Managing chronic pain with mind and body
Chronic pain is so common among veterans it’s almost considered ‘part and parcel’ of life after service. On top of the significant impact on daily functioning and quality of life, chronic pain can take a serious toll on mental health. Countless veterans have experienced the impact of chronic pain on their mind, but many may not have experienced the benefit of using their mind to manage their pain.
The GP Ambassador of the Gallipoli Medical Research Foundation (GMRF) Dr Phil Parker is a veteran and general practitioner based in Brisbane who treats numerous veterans and civilians struggling with chronic pain.
Dr Parker says, “The impact of chronic pain goes far beyond the physical aspect. It can impact your mood, limit motivation to look after yourself, increase fatigue and have a detrimental effect on performing work duties and maintaining personal relationships.”
Medication plays a role in pain management, but general and allied health practitioners also aim to support patients by providing long term benefit – such as cognitive behavioural therapy.
Dr Parker says a lot of veterans endure the pain because they think there is nothing they can do about it.
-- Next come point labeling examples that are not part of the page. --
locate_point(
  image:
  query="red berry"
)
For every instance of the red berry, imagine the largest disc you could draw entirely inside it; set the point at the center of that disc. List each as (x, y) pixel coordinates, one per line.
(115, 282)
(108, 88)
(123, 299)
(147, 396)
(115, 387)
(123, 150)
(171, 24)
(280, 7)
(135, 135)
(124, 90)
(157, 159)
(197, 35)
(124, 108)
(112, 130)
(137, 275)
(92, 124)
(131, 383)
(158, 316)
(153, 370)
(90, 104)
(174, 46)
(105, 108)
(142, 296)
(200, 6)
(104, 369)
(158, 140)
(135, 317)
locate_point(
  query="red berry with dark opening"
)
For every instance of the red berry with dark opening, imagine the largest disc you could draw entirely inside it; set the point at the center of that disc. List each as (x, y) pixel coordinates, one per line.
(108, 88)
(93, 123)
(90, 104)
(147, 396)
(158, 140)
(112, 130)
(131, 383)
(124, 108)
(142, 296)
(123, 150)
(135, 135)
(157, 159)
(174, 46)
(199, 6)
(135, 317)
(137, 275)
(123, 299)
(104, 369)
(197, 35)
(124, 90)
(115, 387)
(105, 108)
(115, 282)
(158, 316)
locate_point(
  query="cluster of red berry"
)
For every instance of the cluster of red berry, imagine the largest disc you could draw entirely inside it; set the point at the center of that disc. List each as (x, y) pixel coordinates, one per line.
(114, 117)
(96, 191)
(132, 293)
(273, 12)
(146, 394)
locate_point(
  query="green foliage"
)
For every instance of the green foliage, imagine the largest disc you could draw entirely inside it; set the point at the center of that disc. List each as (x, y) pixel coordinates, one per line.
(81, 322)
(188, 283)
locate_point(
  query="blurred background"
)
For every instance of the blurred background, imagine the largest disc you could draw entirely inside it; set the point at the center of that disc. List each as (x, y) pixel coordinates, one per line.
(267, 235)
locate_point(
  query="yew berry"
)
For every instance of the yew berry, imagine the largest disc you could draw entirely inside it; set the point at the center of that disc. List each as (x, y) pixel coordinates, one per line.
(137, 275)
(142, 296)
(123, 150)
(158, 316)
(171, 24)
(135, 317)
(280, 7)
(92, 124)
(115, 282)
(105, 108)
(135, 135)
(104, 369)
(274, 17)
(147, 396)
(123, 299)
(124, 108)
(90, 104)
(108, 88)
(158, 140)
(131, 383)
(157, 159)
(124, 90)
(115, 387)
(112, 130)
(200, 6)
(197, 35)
However in most instances this is not the case – while it may not eliminate pain altogether, mindset and behaviour can play a significant role in self-directed pain management.
If you or someone you know is affected by chronic pain, Dr Parker’s general advice is;
- Identify areas of your life that cause you stress – a demanding job or long working hours with minimal rest periods can contribute to worsening chronic pain
- Reduce your alcohol intake – any numbing effect alcohol may have is negated by a long-term worsening of pain and heightened pain sensitivity
- Focus on sleep – chronic pain can lead to poor sleep, just as poor sleep can lead to chronic pain. Developing good sleep routine and hygiene practices to improve sleep quality can lead to a reduction in pain sensitivity during the day
- Exercise – it may be the last thing you feel like doing when you have chronic pain, but exercise has a demonstrated beneficial contribution to reducing chronic pain. It is important for exercise to be developed as part of a daily management plan and preferably under the supervision of a physiotherapist
- Get your family involved – family can play an important role in encouraging socialisation, adherence to exercise and sleep routines, and discouraging alcohol.
Currently GMRF’s Veteran Mental Health Initiative is investigating the physical impact of service in addition to the psychological impact. Dr Rebecca Mellor, coordinating GMRF’s Healthy Veteran Research supports Dr Parker’s advice, adding the importance of diet in being able to manage chronic pain.
Dr Mellor says, “A lot of chronic pain is due to persistent inflammation, and there is strong evidence that a healthy diet can contribute to reducing systemic inflammation. It’s important to eat foods such as fruits and vegetables, nuts, wholegrains, fish such as salmon, and olive oil and cut down on sugary and refined foods. Don’t forget to drink plenty of water.”
If you suffer from chronic pain it’s important to remember that while there may not be ‘a cure’ there is help available. Talk to your GP about ways to manage chronic pain.